I was pretty much a 'culture vulture' as a young man; which entailed gobbling-up the books, music, art, philosophy etc. that was regarded as canonical - or else, at least, 'relevant' and 'important' to my high-status contemporaries.
Overall, it was not good for me, and was a corrupting experience.
Because, on engaging with some artefact - for example watching a movie, or reading a novel, viewing some architecture - I would often feel a strongly negative impression being made upon me. I did not like the author, I was averse by what was being said, or the way it was being said. I felt badness...
On the one hand there was an apparent consensus of scholars and critics saying that This Is Good Stuff (even 'essential') - and on the other hand there was this hard-to-express feeling that this was Not Good, that it was of malign intent or effect...
So far as I remember, this intuitive feeling was always correct, and the impressions I got were valid; and sooner-or-later I would regret having 'given-myself' (by attention, concentration, and openness) to such and such a play, poem, philosophy, movie, artwork or whatever it might be.
Sooner-or-later I would need to dis-engage and un-learn; in order to escape from the distortion and corruption that had been seeded in me.
Maybe this is the proper and underlying source of the 'modern' way of skating-across and sampling the deluge of 'information' that comes to us each day?
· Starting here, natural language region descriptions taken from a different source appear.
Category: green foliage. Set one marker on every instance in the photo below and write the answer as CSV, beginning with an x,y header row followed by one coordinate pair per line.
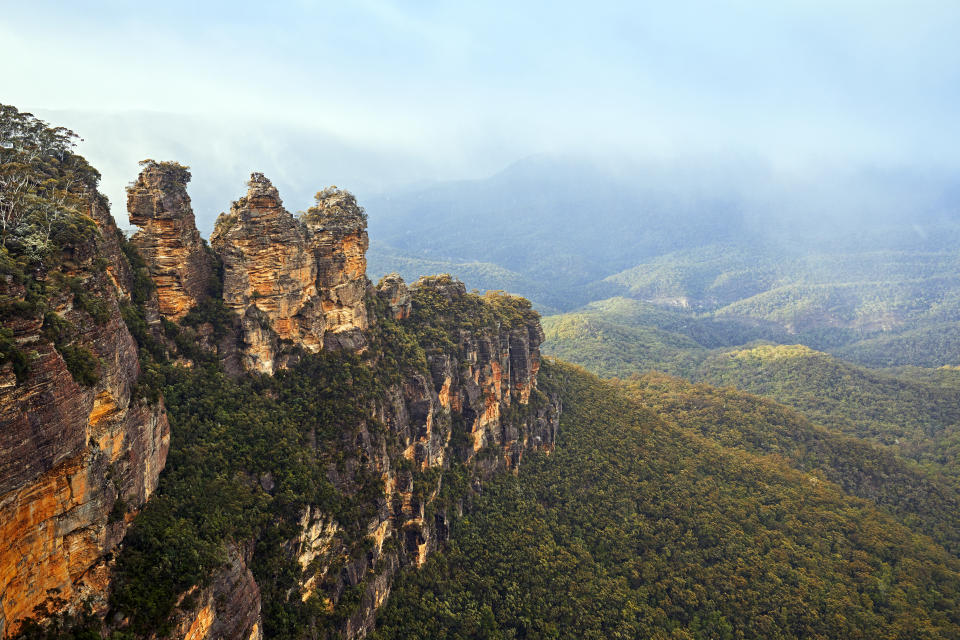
x,y
635,527
923,501
10,352
619,350
920,421
81,363
227,434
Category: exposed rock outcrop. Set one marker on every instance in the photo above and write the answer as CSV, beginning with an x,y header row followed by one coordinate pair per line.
x,y
229,608
293,282
395,292
179,263
77,459
479,405
337,234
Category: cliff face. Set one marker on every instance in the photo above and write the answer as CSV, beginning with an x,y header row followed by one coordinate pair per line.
x,y
79,453
469,402
168,240
337,235
474,408
433,387
271,278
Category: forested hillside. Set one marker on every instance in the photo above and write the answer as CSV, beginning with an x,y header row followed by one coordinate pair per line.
x,y
673,527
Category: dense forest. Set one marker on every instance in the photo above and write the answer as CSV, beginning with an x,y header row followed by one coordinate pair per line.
x,y
641,526
773,452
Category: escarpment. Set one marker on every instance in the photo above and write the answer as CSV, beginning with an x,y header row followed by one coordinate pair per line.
x,y
80,450
291,500
298,282
180,266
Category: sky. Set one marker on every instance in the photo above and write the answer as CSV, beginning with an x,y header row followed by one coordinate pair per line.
x,y
373,94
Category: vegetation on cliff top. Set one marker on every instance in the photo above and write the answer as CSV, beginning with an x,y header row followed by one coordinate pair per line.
x,y
636,527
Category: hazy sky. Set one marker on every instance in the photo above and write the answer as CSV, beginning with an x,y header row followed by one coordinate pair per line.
x,y
378,93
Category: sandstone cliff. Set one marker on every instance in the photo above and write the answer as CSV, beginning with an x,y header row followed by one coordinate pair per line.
x,y
269,277
79,451
180,266
425,392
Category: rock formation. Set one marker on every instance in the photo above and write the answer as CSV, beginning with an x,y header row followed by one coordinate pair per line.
x,y
77,460
180,266
337,234
79,457
479,396
296,281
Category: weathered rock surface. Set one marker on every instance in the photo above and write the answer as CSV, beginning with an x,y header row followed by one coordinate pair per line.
x,y
295,281
395,292
179,263
76,462
479,405
337,234
229,609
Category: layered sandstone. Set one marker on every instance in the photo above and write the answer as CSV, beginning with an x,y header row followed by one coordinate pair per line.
x,y
337,234
76,461
293,282
168,240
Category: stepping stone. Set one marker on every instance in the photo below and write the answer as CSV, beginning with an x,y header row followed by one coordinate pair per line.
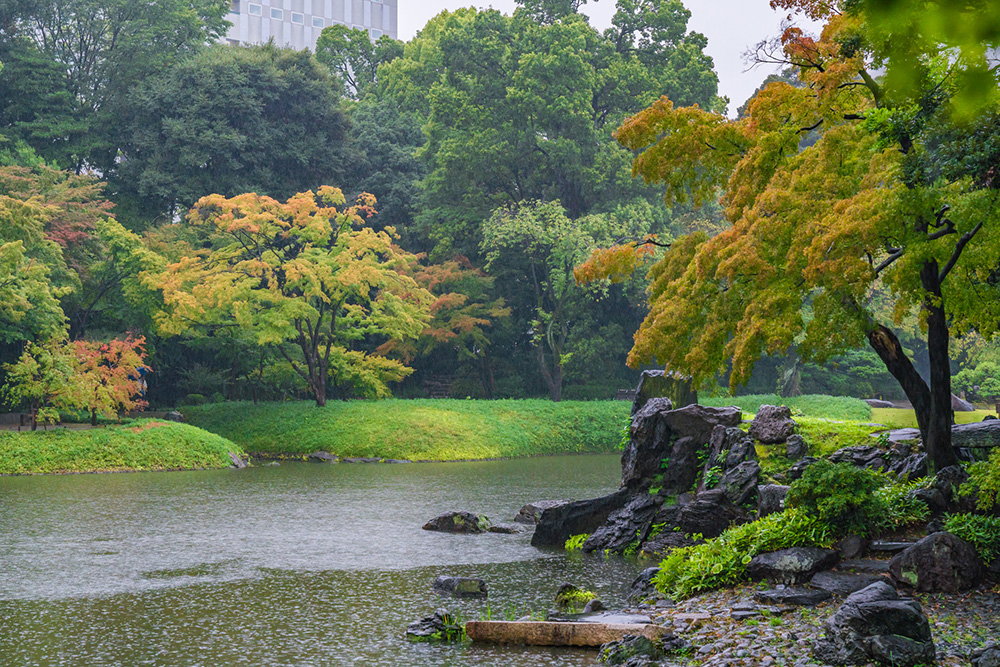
x,y
865,565
797,597
842,584
885,546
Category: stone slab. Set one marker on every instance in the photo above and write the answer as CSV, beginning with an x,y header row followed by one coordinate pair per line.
x,y
546,633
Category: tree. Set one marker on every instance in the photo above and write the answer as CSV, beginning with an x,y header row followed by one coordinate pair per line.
x,y
104,49
518,109
108,377
304,276
250,119
353,59
875,201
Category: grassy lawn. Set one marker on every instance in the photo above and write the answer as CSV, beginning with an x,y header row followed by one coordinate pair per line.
x,y
146,444
436,430
896,418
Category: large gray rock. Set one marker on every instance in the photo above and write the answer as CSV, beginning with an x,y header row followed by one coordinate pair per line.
x,y
771,499
939,563
649,443
874,625
460,587
773,424
698,421
458,522
659,384
791,566
625,527
709,514
740,483
439,627
530,513
557,524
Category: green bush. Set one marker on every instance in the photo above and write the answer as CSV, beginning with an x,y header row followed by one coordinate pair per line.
x,y
839,495
985,478
982,532
722,561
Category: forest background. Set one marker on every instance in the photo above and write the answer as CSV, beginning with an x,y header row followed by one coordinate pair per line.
x,y
486,142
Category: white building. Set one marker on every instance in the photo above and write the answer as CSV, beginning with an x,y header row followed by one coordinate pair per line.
x,y
298,23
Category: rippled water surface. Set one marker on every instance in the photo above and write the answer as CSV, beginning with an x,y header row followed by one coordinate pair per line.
x,y
293,565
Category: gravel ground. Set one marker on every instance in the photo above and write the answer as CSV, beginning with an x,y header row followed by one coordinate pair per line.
x,y
959,623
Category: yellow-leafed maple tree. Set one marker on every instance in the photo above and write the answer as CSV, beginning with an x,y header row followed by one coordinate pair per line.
x,y
896,193
306,276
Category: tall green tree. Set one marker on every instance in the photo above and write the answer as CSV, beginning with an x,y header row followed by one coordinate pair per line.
x,y
895,194
230,120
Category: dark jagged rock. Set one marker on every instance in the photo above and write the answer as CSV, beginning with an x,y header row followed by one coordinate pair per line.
x,y
649,443
439,627
795,472
642,588
709,514
795,447
638,651
458,522
939,563
626,526
698,421
843,584
773,424
986,656
664,543
530,513
791,566
740,483
795,597
873,624
658,384
460,587
771,499
557,524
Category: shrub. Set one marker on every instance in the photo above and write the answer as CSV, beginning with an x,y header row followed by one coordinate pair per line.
x,y
982,532
839,495
985,476
722,561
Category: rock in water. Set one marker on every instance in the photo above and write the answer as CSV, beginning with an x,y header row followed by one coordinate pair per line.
x,y
939,563
791,566
874,625
459,522
773,424
460,587
440,627
530,513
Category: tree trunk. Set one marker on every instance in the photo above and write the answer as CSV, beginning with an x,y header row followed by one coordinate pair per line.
x,y
937,438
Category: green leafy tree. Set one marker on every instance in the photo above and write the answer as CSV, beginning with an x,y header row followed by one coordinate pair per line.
x,y
306,277
253,119
893,195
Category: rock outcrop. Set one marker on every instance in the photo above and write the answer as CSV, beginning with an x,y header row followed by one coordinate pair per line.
x,y
875,625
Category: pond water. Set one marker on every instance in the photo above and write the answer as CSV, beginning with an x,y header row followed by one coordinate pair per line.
x,y
302,564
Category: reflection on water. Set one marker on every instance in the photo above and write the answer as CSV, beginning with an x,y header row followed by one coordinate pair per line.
x,y
295,565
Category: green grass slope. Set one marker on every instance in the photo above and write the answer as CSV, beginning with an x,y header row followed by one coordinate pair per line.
x,y
436,430
142,445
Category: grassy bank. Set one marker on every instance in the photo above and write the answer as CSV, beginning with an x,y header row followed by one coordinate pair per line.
x,y
146,444
436,430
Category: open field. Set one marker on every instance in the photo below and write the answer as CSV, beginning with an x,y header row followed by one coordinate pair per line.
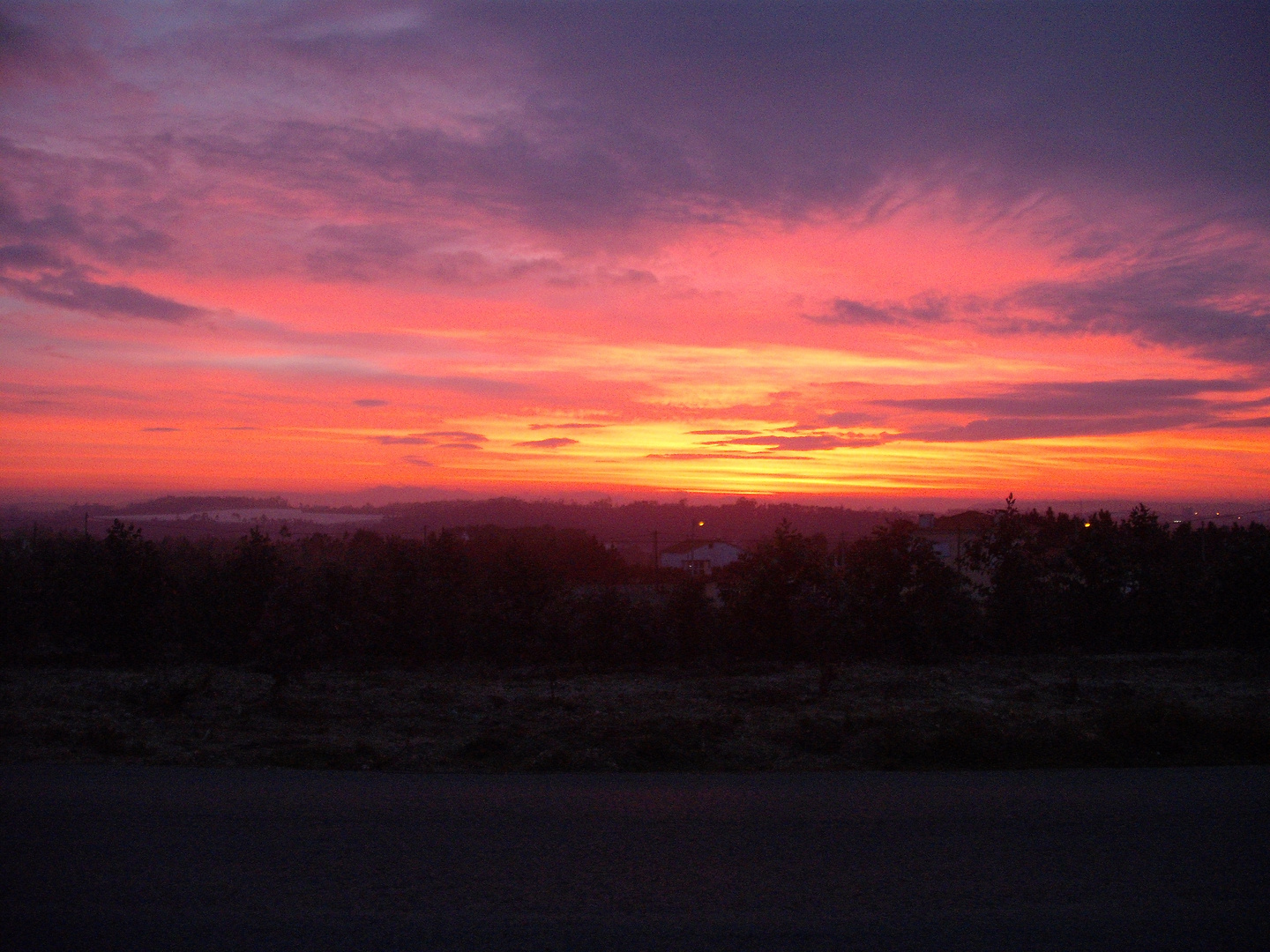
x,y
1122,710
Perhaps what we are supposed to do is develop consciousness of these (maybe subtle, maybe fleeting) feelings of aversion (and the rarer opposite ones of validation and attraction) - and thereby be able to disengage immediately, before much harm is done?
This reminds me of Ralph Waldo Emerson's self-described method of reading by skimming and homing-in on 'lustres. He warned against expending too much attention and effort on what we read; because most of it was not worth it; and also because the giving of oneself was stultifying to one's own creativity. Emerson said one ought to be reading mainly in order to 'start your own team' - that is: we should read (etc) in order to fuel our own creative activities.
Such practice leads-on-to a way of dealing with the mass media and the propaganda that cannot be avoided. Of course we should limit our exposure to it; but essentially media propaganda cannot nowadays be avoided - therefore perhaps we ought to engage with it in the skimming spirit recommended by Emerson?
And we should also develop our own awareness of these evaluative intuitions that so quickly (and reliably) arise from our true selves to tell us of the nature of what we are reading; tell us of its ultimate sources; tell us what side it is on?
This stance mostly works to unmask the foul intent behind fair words; but also may lead us to the (few) good people (i.e. people on the side of Good) who are nowadays seldom concentrated in any particular place; but who are thinly-distributed - and sometimes in unexpected places.